Pamela showed her love and care through the little things – the jars of homemade lemon curd and bags of meringues she’d thrust upon all who visited her. I recall Granny’s palm pressed to my head as she checked for a fever during one of my overnight stays with her as a child, and the little bed she constructed out of pillows next to hers, so that she could keep an eye on me throughout the night. I remember the afternoons she’d pick me up from school in her tiny red car and on the front seat there was always a sweetie or two waiting for me. And the cash she sometimes hid up her sleeve and would slip into my hand on my way out from a visit, and we’d bicker like Mrs O’Doyle as I tried to give it back and she’d *insist* I take it and treat myself to something frivolous. 

She hated how money-driven society had become and was an early eco-warrior, and we’d discuss all sorts of topics together for hours at her pokey kitchen table. She was my confidante and always my number one cheerleader. A Depression-era baby, she was also a bit of a hoarder, which I understood because I am one too (much to my mother’s dismay). No sooner had you given Granny a gift, that she’d have folded the wrapping paper and ribbons back into her handbag, to up-cycle into another batch of homemade cards. 

Despite her Catholic beliefs, she swore like a sailor, and I adored her mischievous sense of humour and acerbic wit. She could take a slagging like a champ and then dish it straight back to you. We once lost her during a visit to Tayto Park and then found her fondly staring into an enclosure. “Look at us,” she wistfully announced as we joined her side, “staring at these meerkats like a bunch of fuckin’ eejits.” 

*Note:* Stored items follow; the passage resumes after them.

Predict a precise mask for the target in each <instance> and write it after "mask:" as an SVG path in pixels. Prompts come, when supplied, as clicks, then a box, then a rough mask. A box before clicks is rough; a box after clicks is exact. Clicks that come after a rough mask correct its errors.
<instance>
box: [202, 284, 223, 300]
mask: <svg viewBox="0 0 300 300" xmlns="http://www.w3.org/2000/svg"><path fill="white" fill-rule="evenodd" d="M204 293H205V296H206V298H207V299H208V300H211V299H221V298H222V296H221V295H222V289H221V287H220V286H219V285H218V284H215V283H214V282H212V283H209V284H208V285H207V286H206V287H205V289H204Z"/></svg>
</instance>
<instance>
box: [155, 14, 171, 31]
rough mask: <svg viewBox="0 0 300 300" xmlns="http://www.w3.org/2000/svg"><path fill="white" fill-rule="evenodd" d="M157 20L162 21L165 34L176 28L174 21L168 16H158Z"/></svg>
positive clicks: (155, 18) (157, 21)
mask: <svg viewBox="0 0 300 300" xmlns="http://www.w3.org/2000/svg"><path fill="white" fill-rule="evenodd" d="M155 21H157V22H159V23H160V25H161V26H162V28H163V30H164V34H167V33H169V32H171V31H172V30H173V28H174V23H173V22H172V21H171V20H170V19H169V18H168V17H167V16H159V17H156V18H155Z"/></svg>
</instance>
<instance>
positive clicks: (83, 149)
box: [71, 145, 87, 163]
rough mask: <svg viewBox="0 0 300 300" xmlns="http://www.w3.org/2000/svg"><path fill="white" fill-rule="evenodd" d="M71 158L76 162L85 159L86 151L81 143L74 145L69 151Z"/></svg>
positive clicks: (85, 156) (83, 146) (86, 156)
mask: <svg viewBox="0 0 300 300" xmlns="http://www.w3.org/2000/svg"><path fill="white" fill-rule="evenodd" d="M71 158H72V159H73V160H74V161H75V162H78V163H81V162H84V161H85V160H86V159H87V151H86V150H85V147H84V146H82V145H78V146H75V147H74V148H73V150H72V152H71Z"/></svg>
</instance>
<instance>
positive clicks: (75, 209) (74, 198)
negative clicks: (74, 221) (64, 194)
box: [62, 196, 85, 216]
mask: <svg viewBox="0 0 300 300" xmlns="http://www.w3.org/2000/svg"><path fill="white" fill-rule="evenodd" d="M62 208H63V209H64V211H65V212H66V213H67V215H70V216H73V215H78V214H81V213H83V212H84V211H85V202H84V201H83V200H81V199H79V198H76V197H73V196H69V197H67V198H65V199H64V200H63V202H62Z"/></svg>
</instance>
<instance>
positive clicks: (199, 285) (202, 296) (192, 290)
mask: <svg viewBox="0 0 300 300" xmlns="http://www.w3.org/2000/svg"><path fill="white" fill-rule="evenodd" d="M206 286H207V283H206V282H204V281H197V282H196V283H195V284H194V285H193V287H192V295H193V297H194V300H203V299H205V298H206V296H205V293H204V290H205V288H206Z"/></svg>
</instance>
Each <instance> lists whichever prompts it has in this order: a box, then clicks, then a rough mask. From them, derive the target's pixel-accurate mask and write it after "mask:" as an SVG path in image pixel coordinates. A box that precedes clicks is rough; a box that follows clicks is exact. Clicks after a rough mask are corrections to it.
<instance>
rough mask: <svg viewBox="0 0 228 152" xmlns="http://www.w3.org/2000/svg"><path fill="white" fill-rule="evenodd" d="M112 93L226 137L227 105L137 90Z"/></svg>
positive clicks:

Although her body and eye-sight was failing her, she never lost her sense of humour. She never gave into despair. I am comforted by the fact that at nearly 96 years of age, Granny was ready to go. I cannot even begin to imagine the frustration she must have felt these last years, not being able to turn those busy hands and that butterfly-mind to all the activities that she'd loved and sustained her. Yet she never complained. Instead, she turned her focus outwards and lived vicariously through our stories and visits. 

My last day with her was my birthday on Monday. As she was slipping peacefully away from us, I got to hold her hand, and kiss her forehead, as she had done so many times when I was a child. I got to tell her how much I loved her. And her sea-coloured eyes opened briefly then, to let me know that she heard me through the fog. 

It was an honour to have Pamela in my life these past three decades, and I’m going to miss my Granny-Bear dearly.